Strategies for applying the relatively new tools of e-learning to medicine have yet to be developed . In order to do so, the needs of the users should first be analyzed. In addition, it should also be clarified what they want to learn and how they want to learn [8, 38]. Suitable instruments need to be developed for this purpose. Only then we will be able to develop efficient (online) CME and CPD programs that implement sustainable, evidence-based guidelines respectively new knowledge and lead to an improvement of medical care. In this respect, a large need for research has been identified.
As a first step, it is important to clarify how doctors learn and make sure that their knowledge and skills are up-to-date. The following questions serve to determine this [40
"Which educational interventions work in which situations?"

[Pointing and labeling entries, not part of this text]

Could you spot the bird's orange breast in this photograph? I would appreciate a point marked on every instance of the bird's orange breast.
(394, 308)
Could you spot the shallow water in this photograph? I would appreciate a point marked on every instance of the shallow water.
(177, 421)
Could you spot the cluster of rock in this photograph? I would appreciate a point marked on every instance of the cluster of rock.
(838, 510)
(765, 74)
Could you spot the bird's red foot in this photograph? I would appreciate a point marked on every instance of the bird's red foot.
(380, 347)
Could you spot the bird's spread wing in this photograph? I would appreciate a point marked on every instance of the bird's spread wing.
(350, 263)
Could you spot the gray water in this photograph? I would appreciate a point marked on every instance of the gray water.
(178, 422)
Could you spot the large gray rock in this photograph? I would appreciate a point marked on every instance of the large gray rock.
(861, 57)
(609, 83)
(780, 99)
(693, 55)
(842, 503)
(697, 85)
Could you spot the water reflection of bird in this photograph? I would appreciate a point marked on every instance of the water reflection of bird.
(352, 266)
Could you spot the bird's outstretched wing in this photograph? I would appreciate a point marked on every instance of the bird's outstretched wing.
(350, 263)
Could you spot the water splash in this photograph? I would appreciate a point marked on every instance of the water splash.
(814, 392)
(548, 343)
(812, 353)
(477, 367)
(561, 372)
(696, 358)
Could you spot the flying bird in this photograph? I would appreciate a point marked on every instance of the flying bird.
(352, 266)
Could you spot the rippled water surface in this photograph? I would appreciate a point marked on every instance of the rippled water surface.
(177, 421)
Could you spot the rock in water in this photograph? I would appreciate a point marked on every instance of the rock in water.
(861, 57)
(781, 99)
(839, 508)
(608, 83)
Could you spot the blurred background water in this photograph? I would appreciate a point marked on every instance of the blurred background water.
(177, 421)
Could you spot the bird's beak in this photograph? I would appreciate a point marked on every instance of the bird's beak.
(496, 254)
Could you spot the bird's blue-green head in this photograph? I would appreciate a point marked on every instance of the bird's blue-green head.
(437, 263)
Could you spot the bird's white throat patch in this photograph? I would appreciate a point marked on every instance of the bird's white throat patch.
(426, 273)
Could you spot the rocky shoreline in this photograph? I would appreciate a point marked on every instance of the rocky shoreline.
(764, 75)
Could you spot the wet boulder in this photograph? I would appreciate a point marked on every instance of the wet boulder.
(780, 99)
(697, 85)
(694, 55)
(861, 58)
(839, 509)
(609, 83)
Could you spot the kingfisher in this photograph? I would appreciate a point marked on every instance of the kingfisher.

"What factors promote the adoption of guidelines?"
"Which factors inhibit their adoption?" (Authors note: barrier analysis)
"What type of physician learning happens at what stages?"
The goal of the WIDA study is to compare the blended-learning concept with conventional training methods in order to assess whether the new concept can lead to an improved knowledge translation of dementia-related methods of diagnosis and treatment.
WIDA seeks to achieve the following goals:
Creation of two different training concepts for transferring evidence-based knowledge on dementia to participants of GP quality circles (randomization on the level of the quality circles)
Testing of contents and didactic materials with a large number of GPs in terms of knowledge gain and (to some extent) behavior-related changes
Identification and description of
∘ content-related barriers, for example GPs' reluctance to deal with the dementia syndrome
∘ technical barriers, for example the chosen media or e-learning tools
The study results provide insights into how GPs can best be trained in an evidence-based and decentralized way.